MAGUINDANAO, Philippines — The conviction of the culprits in the Nov. 23, 2009 “Maguindanao massacre” will put closure to the gruesome atrocity, relatives of the people killed in the incident said Saturday.
The families of the massacre victims commemorated in Barangay Masalay in Ampatuan town in Maguindanao on Saturday the 10th anniversary of the massacre in a simple gathering led by Rep. Esmael Mangudadatu.
Mangudadatu, governor of Maguindanao for three terms that spanned from June 30, 2010 to June 30, 2019, lost a wife and two sisters in the carnage.
The attack left 58 people dead, 32 of them members of the media.
Saturday’s event, held at Sitio Salman in Barangay Masalay, scene of the massacre, was attended by prosecution lawyer Nena Santos, Major Gen. Diosdado Carreon of the Army’s 6th Infantry Division and Joel Egco, executive director of the Presidential Task Force on Media Security.
Egco said the PTFoMS is optimistic of the conviction next month of the suspects in the massacre.
He urged relatives of the massacre victims to patiently wait for the final result of the litigation of the case by Judge Jocelyn Solis Reyes of the Quezon City Regional Trial Court Branch 221.

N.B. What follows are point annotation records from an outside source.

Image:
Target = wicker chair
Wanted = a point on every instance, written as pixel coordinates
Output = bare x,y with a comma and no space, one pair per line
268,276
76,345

Mangudadatu said a final verdict on the case will put closure to the sensational politically-motivated murder of 58 people that shook the nation to its core.
Relatives of the journalists killed in the massacre told reporters that they can peacefully put everything to rest once the culprits, who belong to the once powerful Ampatuan clan in Maguindanao and cohorts, are convicted for their role in the killings.
The 58 massacre victims were in a convoy en route to the provincial capitol in Shariff Aguak town to file the certificate of candidacy for governor of Maguindanao of Mangudadatu, then vice mayor of Buluan, when gunmen led by Datu Andal Ampatuan Jr. flagged them down, herded them to a hill in Sitio Salman in Barangay Masalay where they were killed one after another using assault rifles and 5.56 caliber K3 machineguns.
Ampatuan, most known as Datu Unsay, was their clan’s supposed candidate for governor of Maguindanao during the May 2010 elections.
Egco said President Rodrigo Duterte has been monitoring closely the developments in the prosecution of the massacre suspects since first day of his presidency.
“If you have waited for ten long years, you just need to be more patient. Surely there will be verdict month,” Egco said in a message while at the venue of the massacre anniversary program.